Silence. One, two, three …
“Damn it, Maggie. It’s our anniversary. This was supposed to be our weekend together.”
“No, that was last weekend, only you forgot and played in the golf tournament.”
“Oh, I see,” he snorted. “So this is payback.”
“No, it’s not payback.” She maintained her calm though she was tired of these little tantrums. It was fine for him to ruin their plans with only half an apology and that charming, smug “I’ll make it up to you, babe.”
“If it’s not payback, what do you call it?”
“Work.”
“Work, right. That’s convenient. Call it what you want. It’s payback.”
“A little boy has been murdered, and I might be able to help find the psycho who did it.” The anger bubbled close to the surface, but her voice remained amazingly calm. “Sorry, I’ll make it up to you.” The sarcasm slipped out, but he didn’t seem to notice. She took the fax and started past him to the door. He grabbed her wrist and spun her toward him.
“Tell them to send someone else, Maggie. We need this weekend together,” he pleaded, his voice now soft.
She looked into his gray eyes and wondered when they had lost their color.
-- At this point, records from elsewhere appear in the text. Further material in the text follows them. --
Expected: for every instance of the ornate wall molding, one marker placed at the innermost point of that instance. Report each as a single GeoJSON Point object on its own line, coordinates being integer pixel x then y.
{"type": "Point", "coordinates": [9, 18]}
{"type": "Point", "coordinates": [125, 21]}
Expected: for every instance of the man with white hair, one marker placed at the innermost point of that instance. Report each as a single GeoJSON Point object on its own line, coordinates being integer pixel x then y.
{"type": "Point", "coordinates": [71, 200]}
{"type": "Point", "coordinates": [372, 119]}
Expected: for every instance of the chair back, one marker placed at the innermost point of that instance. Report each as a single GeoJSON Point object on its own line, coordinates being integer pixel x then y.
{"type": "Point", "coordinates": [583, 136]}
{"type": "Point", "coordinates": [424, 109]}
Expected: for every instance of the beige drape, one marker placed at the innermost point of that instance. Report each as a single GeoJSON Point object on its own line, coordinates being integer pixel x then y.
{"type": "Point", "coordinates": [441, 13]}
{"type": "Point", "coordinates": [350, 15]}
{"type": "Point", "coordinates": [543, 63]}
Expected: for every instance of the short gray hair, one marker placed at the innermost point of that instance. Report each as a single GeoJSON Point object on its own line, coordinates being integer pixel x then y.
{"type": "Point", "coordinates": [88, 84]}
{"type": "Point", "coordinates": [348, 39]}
She searched for a flicker of the intelligent, compassionate man she had married nine years ago when they were both college seniors ready to make their marks on the world. She would track down the criminals, and he would defend the helpless victims. Then he took the job in Washington at Brackman, Harvey and Lowe, and his helpless victims became billion-dollar corporations. Still, in just a moment of silence, she thought she recognized a flicker of sincerity. She was on the verge of giving in to him when his grip tightened and his teeth clenched.
“Tell them to send someone else, or we’re finished.”
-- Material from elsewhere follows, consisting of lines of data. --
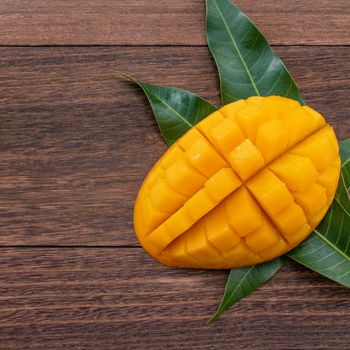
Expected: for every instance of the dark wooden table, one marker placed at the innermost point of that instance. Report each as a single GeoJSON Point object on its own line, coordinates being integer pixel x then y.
{"type": "Point", "coordinates": [75, 145]}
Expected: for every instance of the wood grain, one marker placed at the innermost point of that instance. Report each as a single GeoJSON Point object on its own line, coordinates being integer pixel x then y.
{"type": "Point", "coordinates": [172, 22]}
{"type": "Point", "coordinates": [76, 141]}
{"type": "Point", "coordinates": [101, 299]}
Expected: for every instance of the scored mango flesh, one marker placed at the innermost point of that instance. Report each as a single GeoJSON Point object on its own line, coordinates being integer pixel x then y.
{"type": "Point", "coordinates": [245, 185]}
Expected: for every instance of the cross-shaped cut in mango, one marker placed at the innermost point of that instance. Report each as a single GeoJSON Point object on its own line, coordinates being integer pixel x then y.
{"type": "Point", "coordinates": [245, 185]}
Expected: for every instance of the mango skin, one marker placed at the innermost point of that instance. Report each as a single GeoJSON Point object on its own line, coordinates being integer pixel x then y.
{"type": "Point", "coordinates": [245, 185]}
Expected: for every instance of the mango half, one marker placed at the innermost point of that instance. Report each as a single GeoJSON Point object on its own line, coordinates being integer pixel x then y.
{"type": "Point", "coordinates": [245, 185]}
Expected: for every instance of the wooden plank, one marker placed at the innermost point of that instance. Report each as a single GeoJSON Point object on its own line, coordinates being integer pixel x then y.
{"type": "Point", "coordinates": [76, 141]}
{"type": "Point", "coordinates": [180, 22]}
{"type": "Point", "coordinates": [122, 299]}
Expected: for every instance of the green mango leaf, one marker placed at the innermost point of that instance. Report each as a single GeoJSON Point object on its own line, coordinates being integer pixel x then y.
{"type": "Point", "coordinates": [246, 63]}
{"type": "Point", "coordinates": [175, 110]}
{"type": "Point", "coordinates": [327, 249]}
{"type": "Point", "coordinates": [243, 281]}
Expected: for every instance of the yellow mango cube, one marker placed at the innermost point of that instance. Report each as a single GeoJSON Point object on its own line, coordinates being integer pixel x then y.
{"type": "Point", "coordinates": [272, 139]}
{"type": "Point", "coordinates": [200, 204]}
{"type": "Point", "coordinates": [289, 219]}
{"type": "Point", "coordinates": [219, 231]}
{"type": "Point", "coordinates": [319, 147]}
{"type": "Point", "coordinates": [222, 184]}
{"type": "Point", "coordinates": [297, 172]}
{"type": "Point", "coordinates": [184, 177]}
{"type": "Point", "coordinates": [244, 213]}
{"type": "Point", "coordinates": [172, 155]}
{"type": "Point", "coordinates": [246, 159]}
{"type": "Point", "coordinates": [198, 244]}
{"type": "Point", "coordinates": [227, 135]}
{"type": "Point", "coordinates": [270, 191]}
{"type": "Point", "coordinates": [205, 158]}
{"type": "Point", "coordinates": [165, 198]}
{"type": "Point", "coordinates": [263, 237]}
{"type": "Point", "coordinates": [312, 200]}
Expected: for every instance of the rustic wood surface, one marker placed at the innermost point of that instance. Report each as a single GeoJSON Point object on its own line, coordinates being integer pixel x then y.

She wrenched her wrist free. He grabbed for it again, and she slammed a fist into his chest. His eyes widened in surprise.
“Don’t you ever grab me like that again. And if this one trip means we’re finished, then maybe we’ve been finished for a long time.”
She brushed past him and headed for the bedroom, hoping her knees would carry her and the sting behind her eyes would wait.
CHAPTER 8
Sunday, October 26
And so it begins, he thought as he sipped the scalding-hot tea.
The front-page headline belonged on the National Enquirer and not a newspaper as respectable as the Omaha Journal. From the Grave, Serial Killer Still Grips Community with Boy’s Recent Murder. It was almost as hysterical as yesterday’s headline, but, of course, today’s large Sunday edition would attract more readers.
The byline was Christine Hamilton again. He recognized the name from the “Living Today” section. Why would they give the story to a newcomer, a rookie?
Quickly, he turned the pages, searching for the rest of the story which continued on page ten, column one. The entire page was filled with connecting articles. There was a school photo of the boy. Beside it ran an in-depth saga of the boy’s sudden disappearance during his early-morning paper route just a week ago. The article told how the FBI and the boy’s mother had waited for a ransom note that never came. Then, finally, Sheriff Morrelli had found the body in a pasture along the river.
He glanced back at the paragraph. Morrelli? No, this was Nicholas Morrelli, not Antonio. How nice, he thought, for father and son to share the same experience.
The article went on to point out the similarities to the murders of three boys in the same small community over six years ago. And how the bodies, strangled and stabbed to death, had each been discovered days later in different wooded, isolated areas.
The article, however, made no mention of details, no description of the elaborate chest carving. Did the police hope to withhold that evidence again? He shook his head and continued to read.
He used the fillet knife to scoop jelly and spread it on his burnt English muffin. The stupid toaster hadn’t worked right for weeks, but it was better than going down to the kitchen and having breakfast with the others.